Tessenderlo Chemie is of the view that it should be allowed to deduct the cartel fine as a professional expense. According to Article 53, 6º of the Belgian Income Tax Code, monetary fines are not tax deductible as a professional expense. Tessenderlo Chemie argues that this provision is limited to criminal fines and does not affect the deductibility of administrative fines, such as a fine imposed by the European Commission. This view is supported by a judgment of the Antwerp Court of Appeal of June 2009. In this judgment, the Court held that Article 53, 6º is an exception to the general rule that professional expenses are deductible and should therefore be interpreted narrowly. According to the preparatory works to Article 53, 6º, the legislator only aimed at excluding the deductibility of criminal fines. The Court held that the criminal nature of a fine under Article 6 of the European Convention of Human Rights does not affect its administrative character under Belgian law and therefore its deductibility as a professional expense. The Court concluded that since a cartel fine imposed by the Belgian competition authority has an administrative character under Belgian law, it is deductible as a professional expense.
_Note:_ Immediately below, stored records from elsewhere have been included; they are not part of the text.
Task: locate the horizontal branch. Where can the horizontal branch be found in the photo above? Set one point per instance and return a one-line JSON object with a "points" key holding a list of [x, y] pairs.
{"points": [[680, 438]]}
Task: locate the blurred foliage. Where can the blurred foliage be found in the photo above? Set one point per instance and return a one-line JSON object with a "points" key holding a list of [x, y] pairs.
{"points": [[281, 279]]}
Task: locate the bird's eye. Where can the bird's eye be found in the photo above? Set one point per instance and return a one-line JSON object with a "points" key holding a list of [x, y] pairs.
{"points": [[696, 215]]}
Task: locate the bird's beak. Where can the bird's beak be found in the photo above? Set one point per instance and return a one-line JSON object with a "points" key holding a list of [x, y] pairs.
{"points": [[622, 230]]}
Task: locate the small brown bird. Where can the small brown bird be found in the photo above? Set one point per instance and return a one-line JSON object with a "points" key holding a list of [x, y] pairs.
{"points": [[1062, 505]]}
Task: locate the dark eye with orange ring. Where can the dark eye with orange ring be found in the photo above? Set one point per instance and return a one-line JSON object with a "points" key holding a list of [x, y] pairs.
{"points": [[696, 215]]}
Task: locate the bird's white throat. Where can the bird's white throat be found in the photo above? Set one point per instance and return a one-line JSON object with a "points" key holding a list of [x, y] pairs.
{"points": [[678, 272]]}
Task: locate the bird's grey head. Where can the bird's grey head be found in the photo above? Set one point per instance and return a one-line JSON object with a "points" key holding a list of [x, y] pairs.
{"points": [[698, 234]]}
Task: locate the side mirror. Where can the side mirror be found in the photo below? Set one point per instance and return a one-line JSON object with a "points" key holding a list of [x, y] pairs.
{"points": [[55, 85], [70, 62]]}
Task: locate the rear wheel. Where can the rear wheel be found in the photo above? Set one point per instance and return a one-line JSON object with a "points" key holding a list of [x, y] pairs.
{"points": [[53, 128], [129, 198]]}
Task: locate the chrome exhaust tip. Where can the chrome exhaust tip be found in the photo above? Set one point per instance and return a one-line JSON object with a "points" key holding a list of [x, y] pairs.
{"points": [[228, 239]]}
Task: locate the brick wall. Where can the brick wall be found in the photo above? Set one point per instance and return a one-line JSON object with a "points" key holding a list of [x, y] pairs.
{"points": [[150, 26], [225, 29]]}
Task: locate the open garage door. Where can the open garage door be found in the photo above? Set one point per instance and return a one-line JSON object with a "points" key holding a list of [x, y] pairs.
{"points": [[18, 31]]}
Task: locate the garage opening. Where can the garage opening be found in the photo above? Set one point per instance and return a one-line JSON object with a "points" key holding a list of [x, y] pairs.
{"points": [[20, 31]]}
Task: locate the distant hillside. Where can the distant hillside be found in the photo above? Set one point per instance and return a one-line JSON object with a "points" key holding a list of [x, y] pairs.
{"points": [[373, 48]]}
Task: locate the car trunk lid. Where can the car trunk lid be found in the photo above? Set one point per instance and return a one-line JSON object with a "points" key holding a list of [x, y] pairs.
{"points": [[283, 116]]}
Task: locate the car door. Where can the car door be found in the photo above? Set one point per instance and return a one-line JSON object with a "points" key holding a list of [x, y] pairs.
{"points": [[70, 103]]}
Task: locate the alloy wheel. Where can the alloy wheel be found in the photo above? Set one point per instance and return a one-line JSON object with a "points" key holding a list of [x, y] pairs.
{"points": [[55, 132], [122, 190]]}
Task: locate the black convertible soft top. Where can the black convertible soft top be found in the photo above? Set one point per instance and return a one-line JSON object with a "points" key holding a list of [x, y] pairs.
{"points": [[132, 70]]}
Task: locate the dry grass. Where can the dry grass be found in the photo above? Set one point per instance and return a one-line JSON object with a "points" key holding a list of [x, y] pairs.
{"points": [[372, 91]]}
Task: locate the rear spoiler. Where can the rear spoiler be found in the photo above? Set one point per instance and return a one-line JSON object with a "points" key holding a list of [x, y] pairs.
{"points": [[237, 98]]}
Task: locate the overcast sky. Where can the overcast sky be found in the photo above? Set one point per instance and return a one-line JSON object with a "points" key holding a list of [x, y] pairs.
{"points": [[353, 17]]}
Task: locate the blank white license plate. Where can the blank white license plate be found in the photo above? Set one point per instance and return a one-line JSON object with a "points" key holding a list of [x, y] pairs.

However, in a circular letter of 2008, the Belgian tax administration explicitly rejected the tax deductibility of a European cartel fine. In the context of the ongoing proceedings involving Tessenderlo Chemie, the federal minister of Finance recently confirmed the view of his administration, stressing that cartel fines cannot be accepted as deductible professional expenses. To the extent that the legislation is unclear in this respect, the minister expresses the opinion that it should be amended.
The dispute between Tessenderlo Chemie and the tax administration is now pending before the Brussels Court of First Instance. By means of an interim judgment of 20 December 2011, the Court has asked the Constitutional Court for a preliminary ruling on the matter. The Constitutional Court is to examine whether an interpretation of Article 53, 6º of the Income Tax Code rejecting the deductibility of criminal fines, but allowing the deductibility of administrative fines – such as a cartel fine imposed by the European Commission – is contrary to the constitutional principles of equal treatment and non-discrimination. No date has yet been set for the Constitutional Court to rule on the matter. The European Commission has recently announced that it is intervening as “amicus curiae” in the proceedings before the Constitutional Court.
A few years ago, the European Commission already intervened in a similar matter in proceedings before the courts in the Netherlands. In a preliminary ruling in those proceedings, the European Court of Justice held in 2009 that the Commission is entitled to intervene of its own motion before a national court deciding on the tax deductibility of a European cartel fine, as the outcome of the dispute may affect the deterrent effect of the fines imposed by the Commission and therefore also potentially undermine the enforcement of Articles 101 and 102 TFEU. The Amsterdam Court of Appeal eventually held, in two different cases, that cartel fines imposed by the European Commission or the Dutch Competition Authority, cannot be deducted as a professional expense.